Building a Grateful Dead Original Song Co-Writing Network in R using the Statnet Package
Loading the dataset and creating the network to begin my analysis:
Inspecting the first 8 columns of the data structure in the affiliation matrix format:
dim(gd_matrix)
[1] 25 181
gd_matrix[1:10, 1:4]
Alabama Getaway Alice D Millionaire Alligator Althea
Eric Andersen 0 0 0 0
John Barlow 0 0 0 0
Bob Bralove 0 0 0 0
Andrew Charles 0 0 0 0
John Dawson 0 0 0 0
Willie Dixon 0 0 0 0
Jerry Garcia 1 1 0 1
Donna Godchaux 0 0 0 0
Keith Godchaux 0 0 0 0
Gerrit Graham 0 0 0 0
Now I can create the single mode network and examine the bipartite projection. After converting the matrix to a square adjacency matrix, I can look at the full matrix.
I can also call the adjacency matrix count for co-writing incidences between certain songwriters, such as between writing partners Jerry Garcia and Robert Hunter (78) and between John Barlow and Bob Weir (21).
[1] 25 25
gd_projection[1:10, 1:4]
Eric Andersen John Barlow Bob Bralove Andrew Charles
Eric Andersen 1 0 0 0
John Barlow 0 26 1 0
Bob Bralove 0 1 3 0
Andrew Charles 0 0 0 1
John Dawson 0 0 0 0
Willie Dixon 0 0 0 0
Jerry Garcia 0 0 0 0
Donna Godchaux 0 0 0 0
Keith Godchaux 0 0 0 0
Gerrit Graham 0 0 0 0
gd_projection["Jerry Garcia", "Robert Hunter"]
[1] 78
gd_projection["John Barlow", "Bob Weir"]
[1] 21
Coercing directly from the original affiliation matrix kept giving
the error, “Error: loops is FALSE, but
x contains loops.”, even when I give the appropriate
arguments.
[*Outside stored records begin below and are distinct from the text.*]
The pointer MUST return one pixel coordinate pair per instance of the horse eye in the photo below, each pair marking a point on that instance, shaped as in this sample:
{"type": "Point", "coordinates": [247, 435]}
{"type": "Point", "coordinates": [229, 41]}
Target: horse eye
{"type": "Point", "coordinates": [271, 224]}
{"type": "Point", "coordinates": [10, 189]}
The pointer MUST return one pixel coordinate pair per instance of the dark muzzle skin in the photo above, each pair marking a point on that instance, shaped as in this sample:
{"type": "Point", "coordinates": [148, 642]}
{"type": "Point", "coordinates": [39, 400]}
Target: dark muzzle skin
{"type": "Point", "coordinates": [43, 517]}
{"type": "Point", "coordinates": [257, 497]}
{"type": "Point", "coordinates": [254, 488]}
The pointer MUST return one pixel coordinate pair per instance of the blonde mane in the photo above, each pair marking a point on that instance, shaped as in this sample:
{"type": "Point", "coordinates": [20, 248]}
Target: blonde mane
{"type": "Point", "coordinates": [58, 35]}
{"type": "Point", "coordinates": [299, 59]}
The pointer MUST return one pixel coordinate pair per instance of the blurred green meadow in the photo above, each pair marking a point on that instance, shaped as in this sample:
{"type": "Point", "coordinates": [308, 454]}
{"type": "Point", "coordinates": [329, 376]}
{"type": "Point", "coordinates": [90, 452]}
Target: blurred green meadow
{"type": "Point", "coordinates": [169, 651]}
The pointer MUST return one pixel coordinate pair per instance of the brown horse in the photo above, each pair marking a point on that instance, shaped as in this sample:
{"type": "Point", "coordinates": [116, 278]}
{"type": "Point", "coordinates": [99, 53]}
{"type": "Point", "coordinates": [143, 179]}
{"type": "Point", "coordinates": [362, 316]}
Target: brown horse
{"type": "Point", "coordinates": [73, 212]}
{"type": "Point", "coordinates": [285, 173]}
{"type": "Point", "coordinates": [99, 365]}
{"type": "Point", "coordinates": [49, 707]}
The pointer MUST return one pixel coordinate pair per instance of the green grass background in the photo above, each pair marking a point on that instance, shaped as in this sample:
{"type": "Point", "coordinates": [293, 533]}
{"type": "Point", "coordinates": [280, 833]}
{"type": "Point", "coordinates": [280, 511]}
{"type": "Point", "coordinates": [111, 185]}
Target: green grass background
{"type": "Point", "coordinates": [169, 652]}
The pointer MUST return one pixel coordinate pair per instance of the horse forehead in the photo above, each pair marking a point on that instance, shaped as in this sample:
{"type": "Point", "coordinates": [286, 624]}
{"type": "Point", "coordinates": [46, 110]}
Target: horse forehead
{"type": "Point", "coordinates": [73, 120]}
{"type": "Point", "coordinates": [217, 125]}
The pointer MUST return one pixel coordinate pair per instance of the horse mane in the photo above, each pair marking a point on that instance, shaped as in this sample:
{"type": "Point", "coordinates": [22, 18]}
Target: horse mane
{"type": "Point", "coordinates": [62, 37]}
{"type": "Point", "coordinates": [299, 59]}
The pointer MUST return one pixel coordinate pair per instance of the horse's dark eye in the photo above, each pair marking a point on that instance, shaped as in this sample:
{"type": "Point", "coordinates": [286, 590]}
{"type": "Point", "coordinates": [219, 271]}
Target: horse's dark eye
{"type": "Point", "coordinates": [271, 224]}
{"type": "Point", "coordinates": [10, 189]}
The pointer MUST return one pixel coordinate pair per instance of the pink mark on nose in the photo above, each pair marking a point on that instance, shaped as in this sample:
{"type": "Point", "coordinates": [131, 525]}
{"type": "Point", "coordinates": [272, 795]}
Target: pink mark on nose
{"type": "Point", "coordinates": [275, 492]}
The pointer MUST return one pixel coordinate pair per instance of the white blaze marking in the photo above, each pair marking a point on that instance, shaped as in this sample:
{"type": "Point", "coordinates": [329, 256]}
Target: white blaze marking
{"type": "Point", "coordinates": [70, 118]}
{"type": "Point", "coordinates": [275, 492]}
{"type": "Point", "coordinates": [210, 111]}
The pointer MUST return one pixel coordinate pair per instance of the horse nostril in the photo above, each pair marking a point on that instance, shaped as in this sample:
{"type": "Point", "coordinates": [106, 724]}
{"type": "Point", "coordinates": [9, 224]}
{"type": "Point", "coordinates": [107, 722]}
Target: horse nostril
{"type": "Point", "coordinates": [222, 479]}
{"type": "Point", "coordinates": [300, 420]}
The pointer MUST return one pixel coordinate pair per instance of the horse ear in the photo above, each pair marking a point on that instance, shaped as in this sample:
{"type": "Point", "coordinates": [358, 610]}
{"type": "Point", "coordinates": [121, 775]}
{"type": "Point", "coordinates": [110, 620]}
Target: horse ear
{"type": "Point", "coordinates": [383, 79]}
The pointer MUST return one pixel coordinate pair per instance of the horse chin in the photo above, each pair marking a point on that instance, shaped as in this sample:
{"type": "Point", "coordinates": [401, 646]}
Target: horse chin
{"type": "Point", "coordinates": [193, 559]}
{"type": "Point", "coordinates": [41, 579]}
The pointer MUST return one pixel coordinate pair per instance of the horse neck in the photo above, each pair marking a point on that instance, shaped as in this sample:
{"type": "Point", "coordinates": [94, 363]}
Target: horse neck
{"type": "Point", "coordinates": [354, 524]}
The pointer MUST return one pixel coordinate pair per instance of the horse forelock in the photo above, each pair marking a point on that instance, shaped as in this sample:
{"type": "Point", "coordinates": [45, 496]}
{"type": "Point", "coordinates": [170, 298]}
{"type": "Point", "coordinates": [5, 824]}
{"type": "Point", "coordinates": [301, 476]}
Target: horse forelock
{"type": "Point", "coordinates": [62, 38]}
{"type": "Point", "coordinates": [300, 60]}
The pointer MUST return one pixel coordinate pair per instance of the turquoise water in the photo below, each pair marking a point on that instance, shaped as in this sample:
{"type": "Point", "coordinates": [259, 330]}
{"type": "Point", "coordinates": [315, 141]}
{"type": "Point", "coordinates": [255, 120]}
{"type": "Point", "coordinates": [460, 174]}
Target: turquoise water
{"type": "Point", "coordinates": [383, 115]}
I tried using the “intergraph” package to convert the network
object created in igraph, but it cannot coerce bipartite igraph
networks.
After the bipartite projection, I was able to create the statnet network object.
set.seed(11)
gd_statnet <- as.network(gd_projection,
directed = FALSE,
bipartite = FALSE,
loops = FALSE,
connected = FALSE)
Looking at the features of the statnet network with the appropriate commands
print(gd_statnet)
Network attributes:
vertices = 25
directed = FALSE
hyper = FALSE
loops = FALSE
multiple = FALSE
bipartite = FALSE
total edges= 65
missing edges= 0
non-missing edges= 65
Vertex attribute names:
vertex.names
No edge attributes
network::list.vertex.attributes(gd_statnet)
[1] "na" "vertex.names"
network::list.edge.attributes(gd_statnet)
[1] "na"
gd_statnet
Network attributes:
vertices = 25
directed = FALSE
hyper = FALSE
loops = FALSE
multiple = FALSE
bipartite = FALSE
total edges= 65
missing edges= 0
non-missing edges= 65
Vertex attribute names:
vertex.names
No edge attributes
And a first look at the basic network structure
plot(gd_statnet)
Looking at the dyad/triad census info, I have a total of 2600 triads, which is in line with the results I got in igraph as well.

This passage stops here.